Of the above stories, the stories told by Stephen Beck and Bob Vincent are perhaps the most compelling and hardest to explain away in my mind. Stories like that, where it is plainly hard NOT to see God at work, give other stories where God's hand has been perceived at least prima facie plausibility. The numerous stories I have heard from credible people of God's timely provision to others of his servants ring true. In addition, such stories, coming as they do from credible and trustworthy people, lead me to at least not a priori chalk up to mere coincidence the numerous times when messages about the Bible have been spoken in my hearing, by persons who had no knowledge of my circumstances, in an uncannily timely way that spoke powerfully to me in those circumstances. Sometimes these incidents have happened in close succession, during seasons in which it seemed God was speaking to me at every turn.

Moreover, there is the evidence for the resurrection of Jesus Christ, which seems credible to me for the same sorts of reasons, i.e., the seeming credibility of the accounts, the fact that the persons telling the stories do not seem to have the profile or motivations of liars, etc.

Basically, then, I find it hard not to believe in God, even if our natural history can be coherently explained without reference to immediate creative interventions, because otherwise it is difficult to explain who or what is talking to me and intervening in my life and the lives of others I know.

At the same time, I am finding evolutionary theory compelling, and there are implications that would seem to require significant modifications of traditional beliefs about God and interpretations of biblical texts.

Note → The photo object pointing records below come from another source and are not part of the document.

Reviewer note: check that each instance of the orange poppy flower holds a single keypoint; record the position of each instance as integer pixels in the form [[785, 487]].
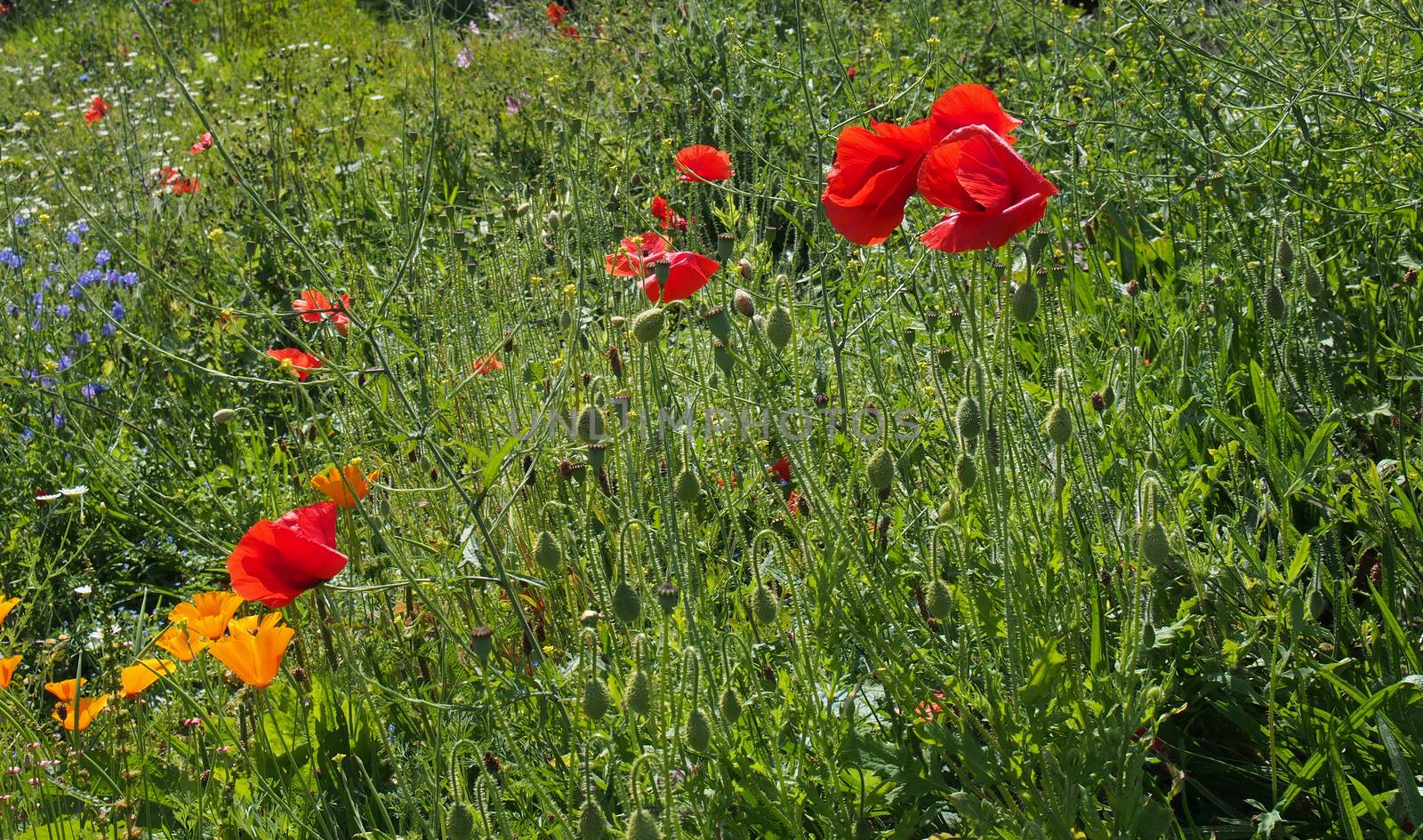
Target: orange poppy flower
[[255, 657], [703, 164], [7, 668], [137, 678], [208, 612], [298, 363], [182, 644], [345, 485]]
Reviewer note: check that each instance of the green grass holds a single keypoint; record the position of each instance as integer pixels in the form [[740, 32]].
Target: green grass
[[1254, 676]]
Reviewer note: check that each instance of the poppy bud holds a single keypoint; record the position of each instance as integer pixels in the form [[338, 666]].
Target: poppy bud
[[939, 600], [597, 698], [968, 420], [725, 242], [1059, 425], [687, 486], [1314, 283], [626, 604], [744, 301], [722, 356], [460, 823], [642, 826], [1025, 301], [880, 469], [547, 552], [965, 471], [639, 692], [591, 425], [718, 322], [730, 705], [779, 327], [483, 641], [763, 605], [1275, 303], [591, 823], [668, 595], [647, 325], [699, 731]]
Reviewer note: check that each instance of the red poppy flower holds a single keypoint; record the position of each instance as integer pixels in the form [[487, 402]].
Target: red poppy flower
[[203, 145], [277, 560], [638, 255], [993, 189], [877, 168], [687, 272], [703, 164], [293, 360], [97, 109]]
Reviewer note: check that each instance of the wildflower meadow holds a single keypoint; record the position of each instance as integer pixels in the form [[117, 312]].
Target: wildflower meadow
[[729, 420]]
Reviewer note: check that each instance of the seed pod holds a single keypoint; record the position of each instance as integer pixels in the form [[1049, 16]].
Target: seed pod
[[1059, 425], [668, 595], [597, 698], [699, 731], [965, 471], [1025, 301], [591, 424], [591, 823], [547, 552], [687, 486], [1156, 548], [744, 301], [1314, 283], [460, 822], [626, 604], [939, 600], [779, 329], [1275, 301], [730, 705], [642, 826], [647, 325], [639, 692], [880, 469], [968, 420], [765, 605]]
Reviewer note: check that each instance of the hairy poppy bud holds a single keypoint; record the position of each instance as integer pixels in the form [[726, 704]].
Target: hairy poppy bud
[[668, 595], [481, 638], [591, 823], [880, 469], [1025, 301], [744, 303], [1314, 283], [968, 420], [763, 605], [1275, 301], [699, 731], [1059, 425], [730, 705], [597, 698], [639, 692], [626, 604], [939, 600], [647, 325], [547, 552], [642, 826], [689, 488], [460, 823], [779, 327], [965, 471]]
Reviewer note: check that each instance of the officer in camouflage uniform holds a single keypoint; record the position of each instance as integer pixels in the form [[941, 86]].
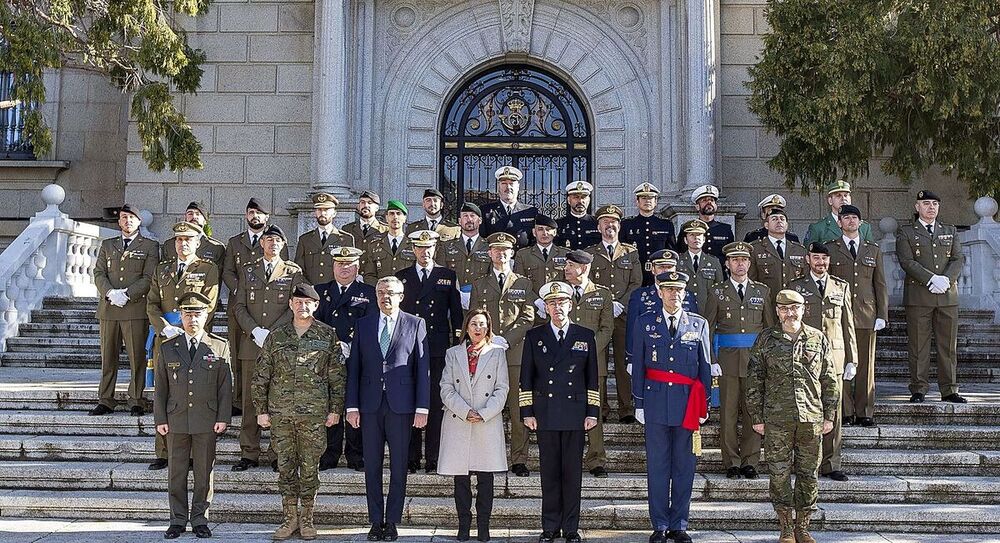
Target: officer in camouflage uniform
[[793, 394], [298, 391]]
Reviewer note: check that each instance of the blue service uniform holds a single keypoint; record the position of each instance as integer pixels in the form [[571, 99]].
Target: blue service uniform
[[669, 455]]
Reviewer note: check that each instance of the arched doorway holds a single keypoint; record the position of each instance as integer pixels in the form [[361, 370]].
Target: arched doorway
[[514, 114]]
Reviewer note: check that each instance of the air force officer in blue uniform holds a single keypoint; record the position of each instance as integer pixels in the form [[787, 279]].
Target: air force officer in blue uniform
[[388, 393], [671, 373]]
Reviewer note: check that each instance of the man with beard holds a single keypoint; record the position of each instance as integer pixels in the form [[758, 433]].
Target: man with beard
[[508, 215], [578, 228], [433, 203], [367, 224], [242, 249], [314, 250], [648, 231]]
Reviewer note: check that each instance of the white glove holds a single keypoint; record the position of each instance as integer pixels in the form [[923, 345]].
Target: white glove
[[259, 335]]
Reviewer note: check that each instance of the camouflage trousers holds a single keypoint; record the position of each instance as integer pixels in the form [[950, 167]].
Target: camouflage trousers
[[794, 447], [298, 441]]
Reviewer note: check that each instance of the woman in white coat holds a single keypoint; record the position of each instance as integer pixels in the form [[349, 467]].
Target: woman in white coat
[[474, 391]]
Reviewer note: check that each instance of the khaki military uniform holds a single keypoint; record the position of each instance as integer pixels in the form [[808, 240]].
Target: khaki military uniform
[[131, 269], [922, 255], [379, 261], [260, 301], [621, 273], [733, 320], [831, 312], [791, 388], [298, 381], [870, 300], [768, 268], [512, 311], [315, 258], [192, 394]]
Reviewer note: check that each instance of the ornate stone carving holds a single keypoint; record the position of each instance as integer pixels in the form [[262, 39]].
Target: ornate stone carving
[[515, 24]]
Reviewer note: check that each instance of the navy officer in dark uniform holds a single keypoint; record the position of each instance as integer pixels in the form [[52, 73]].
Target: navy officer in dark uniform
[[671, 374], [578, 228], [648, 231], [560, 400], [341, 303]]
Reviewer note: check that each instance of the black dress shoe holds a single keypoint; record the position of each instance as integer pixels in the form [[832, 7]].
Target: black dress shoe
[[244, 464], [389, 532], [101, 409]]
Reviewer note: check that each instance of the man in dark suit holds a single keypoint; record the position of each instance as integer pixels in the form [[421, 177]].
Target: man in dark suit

For example, I am less inclined to consider a number of parts of the Old Testament as having the same kind of literal historical intent, as, say, the gospels, or of those parts of the New Testament epistles in which events in the authors' lives are recalled. And, frankly, there isn't a lot about the Old Testament texts themselves that seems incongruous with this new understanding. Stories like the making of the woman from the rib of the man do NOT obviously read like literal historical narratives--far from it--and the assertion that they are may simply reflect an assumption people are bringing to the text that the original readers may not have had. Certainly these texts are not the same genre as the gospels or epistles, which bear marks of being based on the eyewitness testimony of people who personally knew Jesus. As a rule of thumb, I find it entirely reasonable to expect that, when a biblical author is writing of the distant and mysterious past (e.g. Genesis 1-3) or the distant and mysterious future (like Revelation), evocative myth or metaphor, rather than literal historical narrative, is likely to be used. When, as in the New Testament, the narratives relate events in the authors' own lives (even mentioning the number of fish they caught on one occasion, see John 21:11), a more literal historical intent seems apparent. So I don't think I am adopting an awkward or forced interpretation simply for the sake of harmonizing with science.

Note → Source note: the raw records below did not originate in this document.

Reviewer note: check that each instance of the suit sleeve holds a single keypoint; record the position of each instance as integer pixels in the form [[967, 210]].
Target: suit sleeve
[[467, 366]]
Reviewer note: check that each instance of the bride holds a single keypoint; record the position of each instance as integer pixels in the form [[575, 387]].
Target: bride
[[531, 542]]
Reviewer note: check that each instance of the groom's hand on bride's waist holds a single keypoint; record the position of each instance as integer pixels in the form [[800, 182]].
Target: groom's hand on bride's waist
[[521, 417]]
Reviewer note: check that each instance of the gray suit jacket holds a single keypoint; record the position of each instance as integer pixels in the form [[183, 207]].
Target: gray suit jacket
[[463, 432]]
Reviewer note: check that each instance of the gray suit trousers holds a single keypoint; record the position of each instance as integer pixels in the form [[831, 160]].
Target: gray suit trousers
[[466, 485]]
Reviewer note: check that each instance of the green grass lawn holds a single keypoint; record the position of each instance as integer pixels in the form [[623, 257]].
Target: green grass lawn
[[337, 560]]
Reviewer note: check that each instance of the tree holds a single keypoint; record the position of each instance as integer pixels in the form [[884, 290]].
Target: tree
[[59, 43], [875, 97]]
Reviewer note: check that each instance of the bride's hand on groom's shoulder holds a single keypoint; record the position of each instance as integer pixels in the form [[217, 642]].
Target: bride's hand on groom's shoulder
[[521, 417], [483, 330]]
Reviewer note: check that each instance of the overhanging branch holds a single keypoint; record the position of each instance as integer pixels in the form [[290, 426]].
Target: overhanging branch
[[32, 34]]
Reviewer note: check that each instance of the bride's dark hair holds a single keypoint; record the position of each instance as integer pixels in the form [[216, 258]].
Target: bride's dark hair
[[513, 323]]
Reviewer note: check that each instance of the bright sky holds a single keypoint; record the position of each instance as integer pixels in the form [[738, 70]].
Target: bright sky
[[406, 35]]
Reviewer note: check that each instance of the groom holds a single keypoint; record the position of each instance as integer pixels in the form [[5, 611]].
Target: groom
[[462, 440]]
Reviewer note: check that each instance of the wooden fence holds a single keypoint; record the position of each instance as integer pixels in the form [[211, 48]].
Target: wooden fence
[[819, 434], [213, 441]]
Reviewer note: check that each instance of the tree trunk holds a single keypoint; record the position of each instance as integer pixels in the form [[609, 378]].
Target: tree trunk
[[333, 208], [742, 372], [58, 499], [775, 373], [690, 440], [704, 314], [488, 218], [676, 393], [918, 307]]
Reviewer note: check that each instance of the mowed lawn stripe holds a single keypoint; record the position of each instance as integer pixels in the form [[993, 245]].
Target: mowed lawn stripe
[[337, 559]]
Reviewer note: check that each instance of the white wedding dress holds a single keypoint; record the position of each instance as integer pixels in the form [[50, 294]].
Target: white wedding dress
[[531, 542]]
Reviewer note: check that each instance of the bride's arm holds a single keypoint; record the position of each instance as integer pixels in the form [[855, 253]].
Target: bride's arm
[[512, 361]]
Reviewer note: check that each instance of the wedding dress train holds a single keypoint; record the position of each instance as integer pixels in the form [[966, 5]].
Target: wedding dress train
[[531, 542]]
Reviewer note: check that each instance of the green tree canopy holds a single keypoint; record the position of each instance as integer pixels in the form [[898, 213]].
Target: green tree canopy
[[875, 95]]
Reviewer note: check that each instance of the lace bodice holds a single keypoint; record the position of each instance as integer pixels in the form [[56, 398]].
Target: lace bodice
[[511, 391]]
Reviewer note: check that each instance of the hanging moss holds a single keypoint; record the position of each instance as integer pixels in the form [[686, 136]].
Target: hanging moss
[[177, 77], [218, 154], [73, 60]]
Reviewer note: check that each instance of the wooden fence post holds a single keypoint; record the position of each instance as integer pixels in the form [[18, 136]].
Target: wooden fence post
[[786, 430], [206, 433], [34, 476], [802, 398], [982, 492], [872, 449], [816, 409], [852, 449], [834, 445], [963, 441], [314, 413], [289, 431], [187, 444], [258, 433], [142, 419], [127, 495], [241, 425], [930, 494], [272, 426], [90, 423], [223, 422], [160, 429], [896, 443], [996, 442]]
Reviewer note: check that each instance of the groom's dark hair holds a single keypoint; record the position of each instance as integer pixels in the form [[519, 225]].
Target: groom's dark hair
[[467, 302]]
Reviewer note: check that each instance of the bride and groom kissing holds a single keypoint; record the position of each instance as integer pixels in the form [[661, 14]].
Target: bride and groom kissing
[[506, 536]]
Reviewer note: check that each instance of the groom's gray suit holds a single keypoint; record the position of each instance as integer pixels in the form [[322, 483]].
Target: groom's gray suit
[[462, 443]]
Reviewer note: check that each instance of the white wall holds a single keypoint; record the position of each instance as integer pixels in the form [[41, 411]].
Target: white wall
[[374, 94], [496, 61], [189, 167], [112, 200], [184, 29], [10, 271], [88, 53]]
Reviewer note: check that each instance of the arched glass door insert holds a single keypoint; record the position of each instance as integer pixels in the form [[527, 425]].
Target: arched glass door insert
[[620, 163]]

I find it further telling that, of all the stories I have ever heard from credible people about divine intervention in people's lives, I do not recall any that was used to validate one interpretation of Scripture over another, or to settle a doctrinal controversy. I have never heard an extraordinary story that had bearing on the question of our biological history and the interpretation of Genesis, for example. It would seem that God himself has other interests. Every such story that I can recall has been about letting God's loved ones know that he is there and cares for them, even in the midst of tragedy and hardship, and about giving them encouragement and strength to fulfill the missions in life that God has called them to.